AT-TUWANI: Villagers and CPT delegation replace Tom Fox's olive tree
CPTnet
22 March 2008
AT-TUWANI: Villagers and CPT delegation replace Tom Fox's olive tree
by S. Roy Kaufman
[Note: Kaufman was a member of the 4-17 March 2008 CPT delegation to Israel/Palestine. According to Geneva Conventions, the International Court of Justice in the Hague, and numerous U.N. resolutions, all settlements in the Occupied Territories illegal.]
On 8 March 2008, our second day in the Hebron district, our Christian Peacemaker Team (CPT) delegation visited the rural Palestinian village of At-Tuwani, near a string of Israeli settlements.
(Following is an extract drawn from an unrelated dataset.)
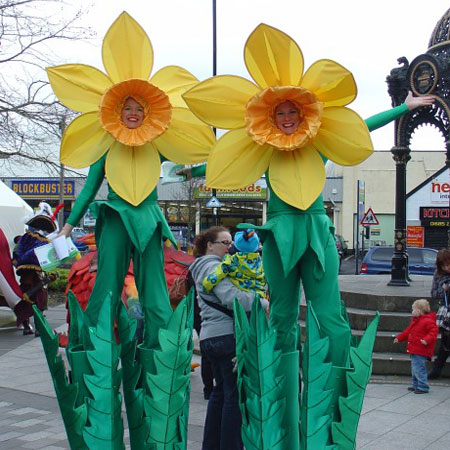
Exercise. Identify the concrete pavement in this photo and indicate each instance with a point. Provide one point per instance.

Our drivers were reluctant to cross the Israeli access road separating At-Tuwani from the settlements, so we walked up the gravel road into the village, pausing to enjoy the bucolic scene of olive trees, shepherds, and spring flowers.
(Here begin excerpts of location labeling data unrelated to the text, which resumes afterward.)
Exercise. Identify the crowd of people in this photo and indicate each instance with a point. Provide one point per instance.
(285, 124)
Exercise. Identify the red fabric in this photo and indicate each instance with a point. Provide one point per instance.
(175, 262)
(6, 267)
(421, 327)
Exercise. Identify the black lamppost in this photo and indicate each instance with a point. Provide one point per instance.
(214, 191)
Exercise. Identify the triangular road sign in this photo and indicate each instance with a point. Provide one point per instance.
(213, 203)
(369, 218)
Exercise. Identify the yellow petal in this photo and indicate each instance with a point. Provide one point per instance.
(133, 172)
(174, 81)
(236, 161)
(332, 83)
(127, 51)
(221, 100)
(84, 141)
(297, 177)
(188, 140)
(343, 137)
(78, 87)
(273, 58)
One of the village leaders, our host for the day, met us in the village and took us toward the wooded hilltop of Hill 833, a settlement outpost illegal even under Israeli law. At this place on the edge of At-Tuwani, the villagers had planted an olive tree in memory of Tom Fox.
Tom Fox was abducted in 2005, along with three other CPTers in Baghdad, and subsequently killed by his captors in March 2006. He had previously served with CPT in At-Tuwani, and the villagers wanted to recognize this courageous peacemaker's life. Unfortunately, others, presumably settlers, had destroyed the tree.
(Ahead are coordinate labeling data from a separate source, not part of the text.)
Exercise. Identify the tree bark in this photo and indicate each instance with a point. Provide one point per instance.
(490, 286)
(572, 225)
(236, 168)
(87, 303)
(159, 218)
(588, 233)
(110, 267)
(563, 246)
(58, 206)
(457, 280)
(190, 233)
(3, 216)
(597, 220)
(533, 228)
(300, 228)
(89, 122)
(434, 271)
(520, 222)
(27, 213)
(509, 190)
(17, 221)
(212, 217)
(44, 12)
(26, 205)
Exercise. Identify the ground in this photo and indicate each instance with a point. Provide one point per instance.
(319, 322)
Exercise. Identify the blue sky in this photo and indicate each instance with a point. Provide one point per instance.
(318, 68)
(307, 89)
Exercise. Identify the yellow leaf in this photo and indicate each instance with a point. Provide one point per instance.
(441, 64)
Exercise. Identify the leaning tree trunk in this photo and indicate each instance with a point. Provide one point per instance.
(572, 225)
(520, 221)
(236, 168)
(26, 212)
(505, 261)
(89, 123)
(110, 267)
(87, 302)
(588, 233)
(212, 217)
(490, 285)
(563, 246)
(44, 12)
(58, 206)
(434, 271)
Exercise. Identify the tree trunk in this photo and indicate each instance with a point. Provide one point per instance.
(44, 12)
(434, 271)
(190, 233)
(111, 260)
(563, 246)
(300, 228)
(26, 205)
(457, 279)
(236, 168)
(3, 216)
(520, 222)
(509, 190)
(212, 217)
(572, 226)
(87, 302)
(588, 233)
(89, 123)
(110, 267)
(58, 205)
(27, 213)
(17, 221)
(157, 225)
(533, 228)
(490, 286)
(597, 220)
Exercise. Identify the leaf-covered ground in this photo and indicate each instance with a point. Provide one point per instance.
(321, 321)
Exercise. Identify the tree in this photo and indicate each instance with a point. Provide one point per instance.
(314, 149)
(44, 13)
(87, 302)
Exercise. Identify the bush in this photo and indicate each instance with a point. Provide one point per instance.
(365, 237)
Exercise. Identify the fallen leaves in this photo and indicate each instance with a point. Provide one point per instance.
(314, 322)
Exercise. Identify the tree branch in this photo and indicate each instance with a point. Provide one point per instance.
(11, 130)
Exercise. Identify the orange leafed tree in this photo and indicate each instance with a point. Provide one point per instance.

On Saturday, 8 March, nearly two years to the day that Tom Fox's body had been discovered in Baghdad, the villagers of At-Tuwani wanted to replant another olive tree in his memory. Our delegation watched as our host and his three year old son made a hole for the new tree. Then he carefully situated the tree in the hole, poured in water we had brought from the cistern, and, with our help, refilled the hole with fertile reddish soil.
The planting was not only an act of remembrance for a fallen peacemaker. It was also a declaration of a peaceful but determined intention by the villagers of At-Tuwani. With this act, they declared their intention to stay where their families had lived for hundreds of years, engaged in subsistence farming, raising their own food, and tending the flocks of sheep and goats that are the mainstay of their economic life.
In the face of persistent harassment by their Israeli settlers, the villagers of At-Tuwani are determined to maintain their way of life. "We only want to live in peace with all our neighbors," said our host, who is committed to responding nonviolently to all the attacks the people in his village experience, including an attack on his own mother as she was tending the sheep.
Following the planting, our delegation had its daily worship around the olive tree, adding our own prayers of thanks for the life of Tom Fox and for the new life of this tree and the continuing life of this besieged rural community.